European Metals Holdings (EMH), which owns the lithium-tin project Cinovec, has announced that it has received a US$ 2 million loan from Czech utilities company ČEZ and could begin working with the utility company to progress the mining project.

ČEZ are the largest utilities company in the Czech Republic and operates an array of power stations across multiple energy sources. However, as part of a strategy review, ČEZ are now looking to move into energy storage, an area that looks set to be dominated by lithium-ion batteries in the near future. The loan to EMH, which could be converted to stock after conducting due diligence, is part of the strategy to secure the raw materials for building storage capacity.
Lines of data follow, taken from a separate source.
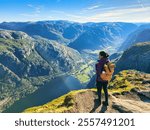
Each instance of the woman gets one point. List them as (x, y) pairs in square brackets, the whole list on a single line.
[(103, 59)]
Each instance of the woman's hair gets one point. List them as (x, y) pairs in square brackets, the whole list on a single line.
[(104, 54)]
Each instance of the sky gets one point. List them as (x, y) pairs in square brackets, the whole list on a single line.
[(75, 10)]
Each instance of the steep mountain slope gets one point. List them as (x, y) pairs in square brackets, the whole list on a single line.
[(60, 31), (129, 92), (76, 35), (142, 34), (136, 57), (27, 63), (103, 36)]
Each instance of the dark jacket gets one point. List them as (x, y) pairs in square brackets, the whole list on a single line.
[(100, 67)]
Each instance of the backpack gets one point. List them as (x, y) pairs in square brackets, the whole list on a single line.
[(106, 75)]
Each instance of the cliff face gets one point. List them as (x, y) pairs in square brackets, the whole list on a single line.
[(129, 91), (136, 57), (141, 34), (26, 63)]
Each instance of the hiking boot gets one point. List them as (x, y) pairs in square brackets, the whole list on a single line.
[(99, 101), (105, 103)]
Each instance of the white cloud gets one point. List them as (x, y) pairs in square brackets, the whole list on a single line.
[(94, 7), (36, 10), (128, 14)]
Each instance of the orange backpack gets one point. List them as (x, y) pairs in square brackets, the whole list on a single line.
[(106, 75)]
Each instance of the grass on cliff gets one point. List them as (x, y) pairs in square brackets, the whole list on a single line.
[(124, 81)]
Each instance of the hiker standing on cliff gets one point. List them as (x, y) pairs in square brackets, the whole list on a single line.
[(101, 84)]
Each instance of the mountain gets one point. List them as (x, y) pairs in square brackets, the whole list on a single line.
[(128, 92), (136, 57), (60, 31), (93, 36), (103, 36), (142, 34), (26, 64)]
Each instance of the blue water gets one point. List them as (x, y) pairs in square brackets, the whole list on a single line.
[(51, 90)]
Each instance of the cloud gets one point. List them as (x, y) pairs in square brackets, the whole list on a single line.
[(127, 14), (94, 7)]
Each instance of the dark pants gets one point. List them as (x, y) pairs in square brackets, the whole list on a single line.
[(99, 86)]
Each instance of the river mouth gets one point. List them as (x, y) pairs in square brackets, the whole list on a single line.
[(51, 90)]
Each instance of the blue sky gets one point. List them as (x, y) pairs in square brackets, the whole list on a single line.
[(75, 10)]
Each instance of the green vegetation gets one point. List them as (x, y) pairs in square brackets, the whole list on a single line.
[(125, 81), (122, 82), (83, 75)]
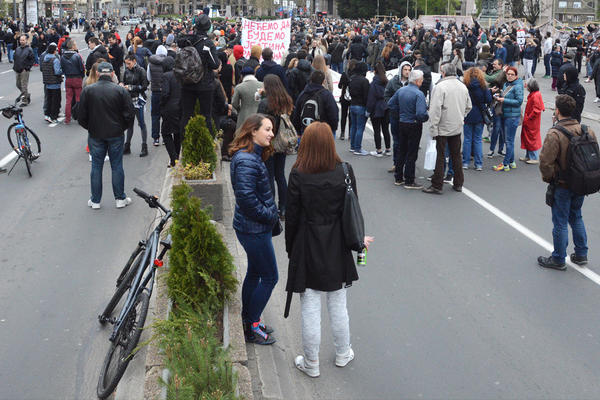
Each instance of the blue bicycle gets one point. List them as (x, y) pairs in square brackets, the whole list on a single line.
[(21, 138)]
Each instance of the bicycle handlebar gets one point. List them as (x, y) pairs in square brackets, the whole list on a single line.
[(151, 200)]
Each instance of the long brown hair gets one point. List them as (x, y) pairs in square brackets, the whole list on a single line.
[(474, 73), (278, 99), (243, 137), (317, 150)]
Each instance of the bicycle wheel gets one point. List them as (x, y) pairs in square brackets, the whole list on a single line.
[(126, 277), (120, 351)]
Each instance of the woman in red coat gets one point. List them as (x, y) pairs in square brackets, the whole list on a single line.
[(531, 139)]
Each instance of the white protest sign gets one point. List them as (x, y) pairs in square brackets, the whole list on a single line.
[(274, 34)]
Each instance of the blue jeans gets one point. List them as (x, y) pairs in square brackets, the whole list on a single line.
[(338, 67), (261, 276), (497, 134), (395, 131), (567, 209), (510, 130), (358, 120), (98, 150), (472, 144), (155, 113), (532, 155)]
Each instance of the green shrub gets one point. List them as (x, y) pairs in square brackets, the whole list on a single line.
[(198, 144), (201, 269), (198, 365)]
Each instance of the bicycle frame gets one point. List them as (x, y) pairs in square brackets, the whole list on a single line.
[(149, 260)]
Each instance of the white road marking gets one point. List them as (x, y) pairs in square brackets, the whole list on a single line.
[(591, 275)]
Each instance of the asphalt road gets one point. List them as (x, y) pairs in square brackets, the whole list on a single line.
[(451, 304), (58, 258)]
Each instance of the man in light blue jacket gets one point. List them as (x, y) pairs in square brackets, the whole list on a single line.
[(411, 116)]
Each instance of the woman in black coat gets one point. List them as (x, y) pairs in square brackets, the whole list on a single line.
[(319, 259)]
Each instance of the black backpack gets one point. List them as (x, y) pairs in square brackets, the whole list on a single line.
[(311, 110), (188, 68), (583, 162)]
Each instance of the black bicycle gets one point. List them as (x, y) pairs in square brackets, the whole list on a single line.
[(19, 138), (138, 277)]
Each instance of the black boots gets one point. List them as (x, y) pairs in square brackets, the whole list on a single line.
[(144, 152)]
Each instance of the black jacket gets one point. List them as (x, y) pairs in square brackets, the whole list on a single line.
[(72, 64), (328, 112), (105, 109), (359, 86), (314, 239), (210, 61), (298, 78), (24, 59), (98, 52), (170, 94), (136, 77)]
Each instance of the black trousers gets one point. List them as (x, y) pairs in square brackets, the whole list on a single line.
[(454, 143), (382, 125), (171, 136), (188, 104), (54, 96), (409, 136)]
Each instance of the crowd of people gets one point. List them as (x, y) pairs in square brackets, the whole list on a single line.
[(483, 77)]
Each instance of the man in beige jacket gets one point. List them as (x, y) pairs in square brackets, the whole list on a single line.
[(450, 103)]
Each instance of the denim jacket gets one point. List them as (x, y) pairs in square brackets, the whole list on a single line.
[(255, 209)]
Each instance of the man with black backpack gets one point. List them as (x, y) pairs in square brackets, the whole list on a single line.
[(570, 164), (195, 72), (315, 103)]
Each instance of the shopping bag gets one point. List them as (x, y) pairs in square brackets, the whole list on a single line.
[(430, 155)]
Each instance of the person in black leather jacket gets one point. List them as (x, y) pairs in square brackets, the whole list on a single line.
[(134, 80), (105, 110), (201, 92), (170, 96)]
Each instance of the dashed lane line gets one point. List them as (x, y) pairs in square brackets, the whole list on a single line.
[(591, 275)]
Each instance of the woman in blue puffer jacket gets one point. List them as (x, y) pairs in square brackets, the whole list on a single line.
[(511, 99), (254, 218)]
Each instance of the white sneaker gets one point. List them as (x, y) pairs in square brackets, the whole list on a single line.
[(344, 359), (121, 203), (309, 368), (95, 206)]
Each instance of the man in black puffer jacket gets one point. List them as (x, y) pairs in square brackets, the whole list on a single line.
[(299, 76), (105, 110), (134, 80), (269, 66), (170, 96), (202, 92)]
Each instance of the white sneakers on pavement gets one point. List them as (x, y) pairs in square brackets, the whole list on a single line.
[(121, 203), (310, 368), (95, 206), (344, 359)]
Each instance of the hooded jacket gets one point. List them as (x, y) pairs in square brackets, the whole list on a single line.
[(298, 78), (395, 83), (155, 68), (72, 64), (327, 106), (573, 88)]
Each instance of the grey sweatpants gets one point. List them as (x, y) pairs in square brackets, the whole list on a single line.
[(311, 321)]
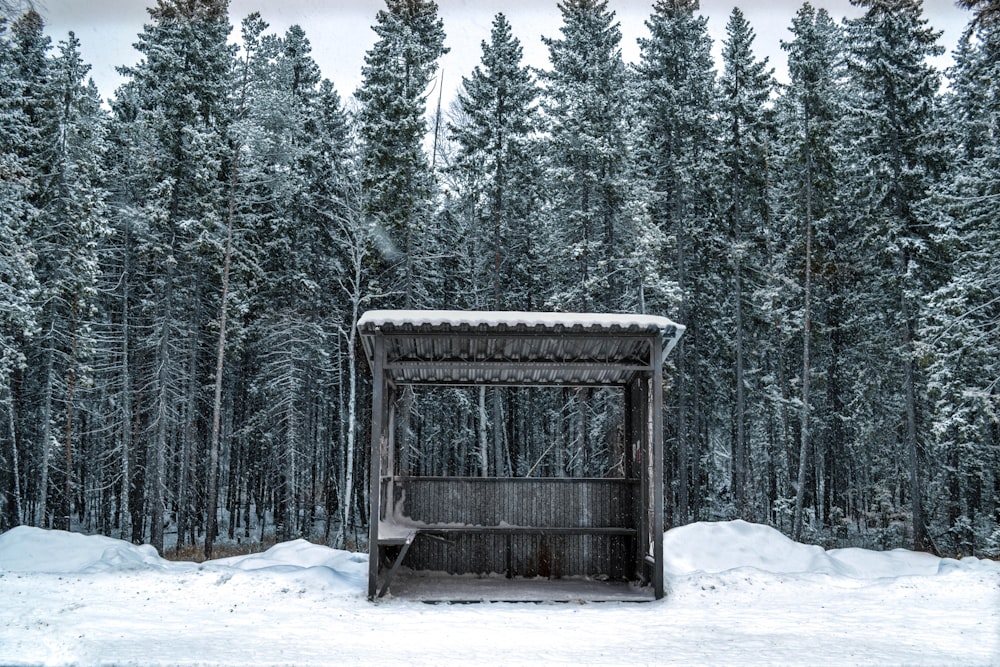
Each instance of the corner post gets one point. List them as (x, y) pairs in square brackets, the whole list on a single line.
[(656, 444), (379, 407)]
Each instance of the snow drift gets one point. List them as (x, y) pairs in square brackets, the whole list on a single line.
[(737, 593)]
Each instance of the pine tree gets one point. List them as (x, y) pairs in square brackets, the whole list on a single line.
[(675, 153), (961, 319), (173, 111), (584, 109), (899, 153), (398, 73), (495, 163), (70, 198), (810, 111), (18, 308), (746, 85)]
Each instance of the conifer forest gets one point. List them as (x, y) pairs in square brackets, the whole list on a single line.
[(184, 261)]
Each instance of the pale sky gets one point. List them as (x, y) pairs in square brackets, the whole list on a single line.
[(340, 30)]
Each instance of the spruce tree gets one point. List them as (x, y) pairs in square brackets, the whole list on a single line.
[(584, 109), (495, 165), (18, 308), (398, 72), (809, 167), (899, 155), (746, 85), (675, 155), (961, 319), (171, 119)]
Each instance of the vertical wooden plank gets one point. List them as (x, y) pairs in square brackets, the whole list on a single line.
[(378, 434), (657, 455)]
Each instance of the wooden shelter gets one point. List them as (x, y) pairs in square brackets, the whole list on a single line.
[(600, 538)]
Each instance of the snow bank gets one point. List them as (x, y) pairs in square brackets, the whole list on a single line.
[(302, 604), (724, 546), (307, 564), (27, 549), (301, 563)]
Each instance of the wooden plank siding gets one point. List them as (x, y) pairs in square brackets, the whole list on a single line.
[(544, 525)]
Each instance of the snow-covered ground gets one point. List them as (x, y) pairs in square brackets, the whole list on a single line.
[(738, 593)]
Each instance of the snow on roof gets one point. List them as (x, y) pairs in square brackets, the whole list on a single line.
[(514, 319), (512, 347)]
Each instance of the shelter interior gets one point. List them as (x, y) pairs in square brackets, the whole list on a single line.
[(580, 528)]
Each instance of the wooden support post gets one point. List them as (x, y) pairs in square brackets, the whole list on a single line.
[(656, 441), (379, 407)]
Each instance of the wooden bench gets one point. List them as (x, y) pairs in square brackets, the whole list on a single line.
[(403, 535)]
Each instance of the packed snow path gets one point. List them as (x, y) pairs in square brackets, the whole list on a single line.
[(738, 593)]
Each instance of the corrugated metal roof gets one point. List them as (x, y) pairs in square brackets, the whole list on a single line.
[(516, 348)]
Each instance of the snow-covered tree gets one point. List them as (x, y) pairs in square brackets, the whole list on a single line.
[(398, 72), (496, 165), (898, 153), (675, 153), (960, 336), (810, 111), (586, 151), (18, 286), (746, 86)]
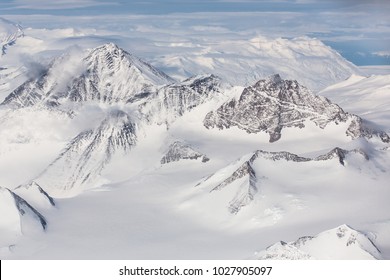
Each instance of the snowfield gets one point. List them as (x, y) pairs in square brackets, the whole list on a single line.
[(105, 156)]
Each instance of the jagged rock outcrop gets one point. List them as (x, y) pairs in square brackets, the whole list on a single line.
[(342, 242), (35, 195), (18, 215), (9, 33), (273, 104), (246, 175), (80, 164), (106, 74), (172, 101), (179, 151), (341, 155)]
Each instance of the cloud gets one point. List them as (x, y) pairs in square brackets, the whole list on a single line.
[(58, 4), (382, 53)]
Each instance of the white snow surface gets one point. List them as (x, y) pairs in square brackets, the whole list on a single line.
[(339, 243), (137, 208), (368, 97), (243, 62), (9, 33)]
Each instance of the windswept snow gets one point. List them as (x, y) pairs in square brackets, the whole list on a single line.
[(99, 136), (342, 242)]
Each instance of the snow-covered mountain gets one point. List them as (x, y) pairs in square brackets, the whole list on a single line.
[(201, 156), (78, 167), (246, 175), (368, 97), (106, 74), (179, 150), (243, 62), (273, 104), (20, 216), (172, 101), (9, 33), (339, 243)]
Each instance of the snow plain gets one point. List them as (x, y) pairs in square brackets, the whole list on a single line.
[(141, 209)]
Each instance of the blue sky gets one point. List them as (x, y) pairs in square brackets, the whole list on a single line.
[(358, 29)]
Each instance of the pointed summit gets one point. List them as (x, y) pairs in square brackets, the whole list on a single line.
[(272, 104), (106, 74)]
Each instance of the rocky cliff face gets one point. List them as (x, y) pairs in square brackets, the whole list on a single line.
[(106, 74), (273, 104), (179, 151), (342, 242), (172, 101), (80, 164)]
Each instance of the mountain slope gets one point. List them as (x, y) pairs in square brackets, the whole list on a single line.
[(106, 74), (243, 62), (79, 165), (179, 151), (239, 182), (368, 97), (20, 216), (9, 33), (273, 104), (342, 242)]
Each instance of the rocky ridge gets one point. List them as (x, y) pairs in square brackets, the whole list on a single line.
[(273, 104)]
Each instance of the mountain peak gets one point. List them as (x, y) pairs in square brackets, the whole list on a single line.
[(342, 242)]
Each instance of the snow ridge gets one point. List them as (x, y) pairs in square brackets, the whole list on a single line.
[(342, 242), (179, 150), (107, 74), (9, 33), (80, 164), (246, 172), (273, 104)]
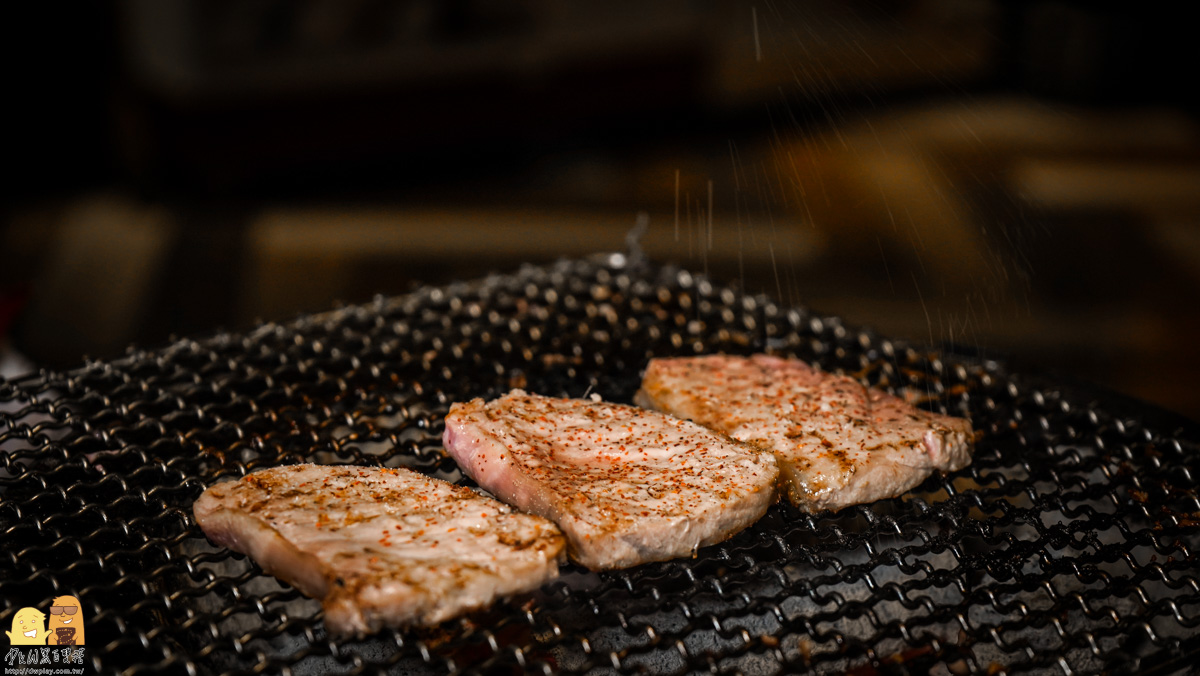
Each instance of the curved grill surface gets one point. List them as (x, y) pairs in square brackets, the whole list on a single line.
[(1069, 545)]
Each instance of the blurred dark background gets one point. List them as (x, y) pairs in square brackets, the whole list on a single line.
[(1015, 179)]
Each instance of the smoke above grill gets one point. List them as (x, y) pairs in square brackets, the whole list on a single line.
[(1068, 545)]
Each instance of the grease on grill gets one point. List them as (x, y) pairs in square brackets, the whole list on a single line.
[(1069, 544)]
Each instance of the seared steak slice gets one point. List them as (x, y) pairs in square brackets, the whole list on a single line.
[(381, 548), (624, 484), (838, 442)]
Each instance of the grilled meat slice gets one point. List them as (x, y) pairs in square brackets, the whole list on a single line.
[(624, 484), (381, 548), (838, 442)]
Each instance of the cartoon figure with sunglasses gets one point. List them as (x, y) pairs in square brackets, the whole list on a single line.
[(66, 622)]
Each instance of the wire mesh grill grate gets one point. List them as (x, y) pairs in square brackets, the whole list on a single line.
[(1067, 546)]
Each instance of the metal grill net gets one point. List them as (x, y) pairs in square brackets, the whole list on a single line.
[(1068, 545)]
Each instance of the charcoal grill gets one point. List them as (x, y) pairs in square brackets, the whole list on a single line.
[(1069, 545)]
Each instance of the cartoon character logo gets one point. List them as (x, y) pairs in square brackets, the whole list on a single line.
[(28, 628), (66, 622)]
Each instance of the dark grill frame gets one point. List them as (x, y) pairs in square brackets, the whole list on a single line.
[(1069, 545)]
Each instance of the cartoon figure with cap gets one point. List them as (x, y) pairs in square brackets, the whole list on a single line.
[(28, 628), (66, 622)]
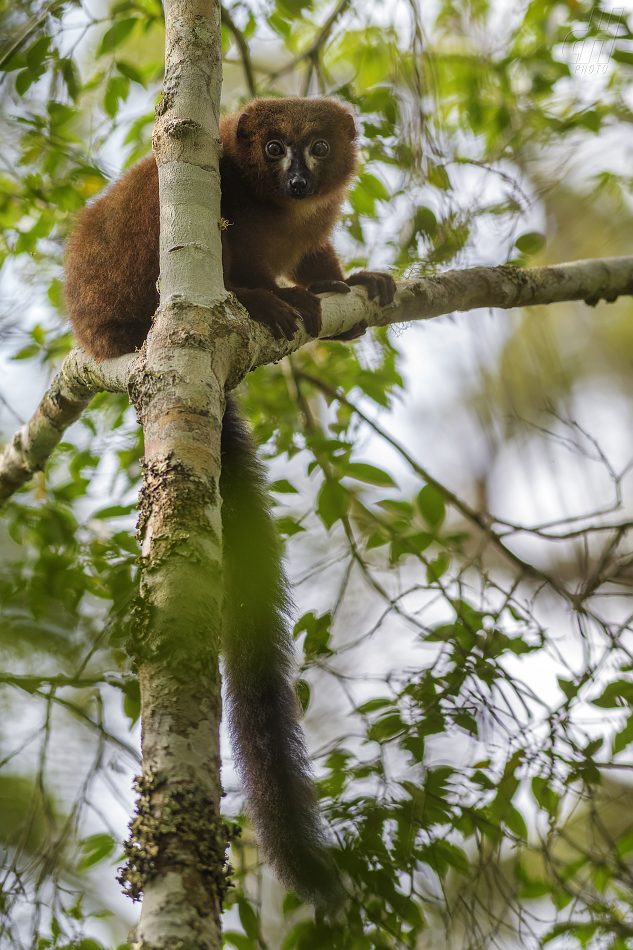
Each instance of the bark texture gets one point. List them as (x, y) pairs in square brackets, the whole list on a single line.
[(177, 848), (242, 345)]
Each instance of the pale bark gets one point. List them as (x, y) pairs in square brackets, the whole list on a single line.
[(202, 344), (178, 844), (242, 345)]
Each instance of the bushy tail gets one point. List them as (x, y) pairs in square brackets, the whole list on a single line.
[(263, 709)]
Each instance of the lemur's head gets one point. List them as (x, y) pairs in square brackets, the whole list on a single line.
[(297, 149)]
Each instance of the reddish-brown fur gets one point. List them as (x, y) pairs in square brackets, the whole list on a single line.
[(112, 257), (111, 274)]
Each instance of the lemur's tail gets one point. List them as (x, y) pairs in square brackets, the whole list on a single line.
[(267, 738)]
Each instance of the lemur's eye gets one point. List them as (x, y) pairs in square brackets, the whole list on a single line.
[(275, 149), (320, 148)]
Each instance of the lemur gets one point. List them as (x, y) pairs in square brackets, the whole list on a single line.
[(285, 168)]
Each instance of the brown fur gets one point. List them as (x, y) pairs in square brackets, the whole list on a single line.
[(111, 274), (112, 257)]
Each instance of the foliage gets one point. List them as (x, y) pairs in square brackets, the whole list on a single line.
[(477, 695)]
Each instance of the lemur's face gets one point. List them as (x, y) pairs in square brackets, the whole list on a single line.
[(298, 148)]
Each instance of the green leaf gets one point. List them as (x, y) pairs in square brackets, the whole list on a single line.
[(363, 472), (132, 701), (317, 631), (530, 243), (248, 919), (235, 939), (373, 705), (96, 848), (431, 506), (304, 694), (436, 568), (284, 486), (116, 35), (38, 52)]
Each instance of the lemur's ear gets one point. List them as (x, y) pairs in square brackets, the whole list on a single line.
[(242, 125), (349, 124)]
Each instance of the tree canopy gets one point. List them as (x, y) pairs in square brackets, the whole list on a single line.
[(455, 496)]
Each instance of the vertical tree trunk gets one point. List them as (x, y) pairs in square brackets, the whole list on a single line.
[(177, 849)]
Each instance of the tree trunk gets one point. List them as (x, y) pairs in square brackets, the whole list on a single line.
[(177, 848)]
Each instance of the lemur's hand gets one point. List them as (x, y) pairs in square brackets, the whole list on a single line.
[(378, 284)]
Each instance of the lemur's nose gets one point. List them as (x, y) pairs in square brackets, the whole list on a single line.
[(298, 185)]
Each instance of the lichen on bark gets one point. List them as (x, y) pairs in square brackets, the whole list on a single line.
[(178, 827)]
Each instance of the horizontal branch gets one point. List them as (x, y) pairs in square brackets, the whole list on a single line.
[(503, 287), (70, 393)]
According to managing director Keith Coughlan, “potentially partnering with ČEZ further demonstrates EMH’s commitment to develop fully the Cinovec Project in conjunction with Czech industry, for the benefit of the country’s involvement in the battery and EV industries”.

The Cinovec project is located on border between the Czech Republic and Germany. Cinovec is reportedly one of the largest lithium resources in the world, but importantly contains a significant tin resource. According to EMH’s Pre-Feasibility Study, Cinovec has an ore resource of 695.9 million tonnes at 0.04% Sn, giving a potential tin resource of nearly 280,000 tonnes. According to ČEZ CEO Daniel Beneš, “it is logical to use the know-how of our company Severočeské doly, which has great experience in mining” to help EMH progress the project.

Our view: Despite the globally significant tin resource, the low tin grade at Cinovec means that recovery of the tin is more difficult than at a tin-focused mine. Although European Metals Holdings estimates that around 1.68 million tonnes of ore will be mined each year, tin production is not specified in the Pre-Feasibility Study. According to ITA estimates, this level of ore production will result in less than 1,000 tonnes of tin-in-concentrate per year.